Putin has often been compared to Hitler in recent times, but the comparison is wrong in many places. So far he hasn’t completely lost his mind, hasn’t staked everything on just one card, hopelessly overplayed his hand and irresponsibly weighed the fate of his entire people.

However, to try to interpret Putin in the opposite way with the image of the ice-cold strategist who makes highly rational moves is now just as misleading. Any cost-benefit calculation of the current Ukraine war speaks against it.

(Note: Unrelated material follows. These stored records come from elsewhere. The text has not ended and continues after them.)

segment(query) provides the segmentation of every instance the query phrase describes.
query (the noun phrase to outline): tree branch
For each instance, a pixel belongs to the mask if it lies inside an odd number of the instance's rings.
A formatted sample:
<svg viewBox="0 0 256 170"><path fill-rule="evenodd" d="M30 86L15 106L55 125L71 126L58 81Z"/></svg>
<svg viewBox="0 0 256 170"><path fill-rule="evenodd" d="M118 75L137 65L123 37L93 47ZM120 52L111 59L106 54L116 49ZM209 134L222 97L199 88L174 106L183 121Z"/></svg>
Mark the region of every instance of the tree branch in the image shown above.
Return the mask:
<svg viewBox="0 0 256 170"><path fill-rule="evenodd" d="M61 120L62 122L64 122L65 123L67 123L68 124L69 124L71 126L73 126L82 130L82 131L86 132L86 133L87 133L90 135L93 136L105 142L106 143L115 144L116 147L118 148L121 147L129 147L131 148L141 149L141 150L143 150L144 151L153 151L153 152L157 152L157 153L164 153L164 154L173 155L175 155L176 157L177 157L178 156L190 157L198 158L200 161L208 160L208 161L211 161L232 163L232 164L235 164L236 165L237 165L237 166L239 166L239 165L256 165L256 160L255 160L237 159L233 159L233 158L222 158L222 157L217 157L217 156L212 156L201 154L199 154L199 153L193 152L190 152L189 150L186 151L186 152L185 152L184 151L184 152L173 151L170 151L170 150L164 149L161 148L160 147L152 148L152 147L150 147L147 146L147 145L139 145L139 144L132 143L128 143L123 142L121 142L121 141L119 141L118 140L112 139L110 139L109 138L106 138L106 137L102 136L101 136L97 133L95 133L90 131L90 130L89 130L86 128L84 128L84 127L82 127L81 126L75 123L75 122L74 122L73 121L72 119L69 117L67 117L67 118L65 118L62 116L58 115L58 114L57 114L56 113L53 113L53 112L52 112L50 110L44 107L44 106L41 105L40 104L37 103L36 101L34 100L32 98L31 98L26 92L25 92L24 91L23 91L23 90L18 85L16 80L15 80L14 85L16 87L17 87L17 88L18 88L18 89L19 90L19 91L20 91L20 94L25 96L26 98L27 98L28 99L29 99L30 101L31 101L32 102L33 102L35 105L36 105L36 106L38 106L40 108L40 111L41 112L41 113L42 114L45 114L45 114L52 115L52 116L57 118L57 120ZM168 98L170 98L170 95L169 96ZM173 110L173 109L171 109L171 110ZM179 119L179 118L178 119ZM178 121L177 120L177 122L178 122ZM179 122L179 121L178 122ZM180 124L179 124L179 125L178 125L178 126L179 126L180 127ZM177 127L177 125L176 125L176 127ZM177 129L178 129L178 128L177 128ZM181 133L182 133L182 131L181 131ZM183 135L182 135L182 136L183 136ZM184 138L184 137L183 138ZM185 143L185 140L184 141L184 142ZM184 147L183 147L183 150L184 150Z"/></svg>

The first question must therefore be: which Putin are we talking about? It is undisputed that there is something like a basic disposition in the life of all people, something that belongs to the life of the individual, is part of his being and accompanies him in a relatively stable way despite all the change processes in his life: one is extroverted, the other introverted , one is lively, the other quiet and reserved and almost always remains so for life.

We know from Putin that he wanted to assert himself and assert himself from the start, and that for him the key to this was always the affirmation and use of violence. That’s what he learned in the backyard brawls of post-war Leningrad, that’s how he’s kept it. When his teachers rebuked him when he broke the leg of a classmate, the reply was that some people only understood the language of violence.

He never gave up that attitude. Barely appointed prime minister, one of his first acts in 1999 was to launch the second Chechen war to force the insubordinate people on Russia’s borders into submission to his will. In addition, large cities such as Grozny and later Aleppo and today Mariupol and Sieweodoneszk were mercilessly reduced to rubble along with tens of thousands of their inhabitants, and it was not uncommon for survivors to be cruelly massacred.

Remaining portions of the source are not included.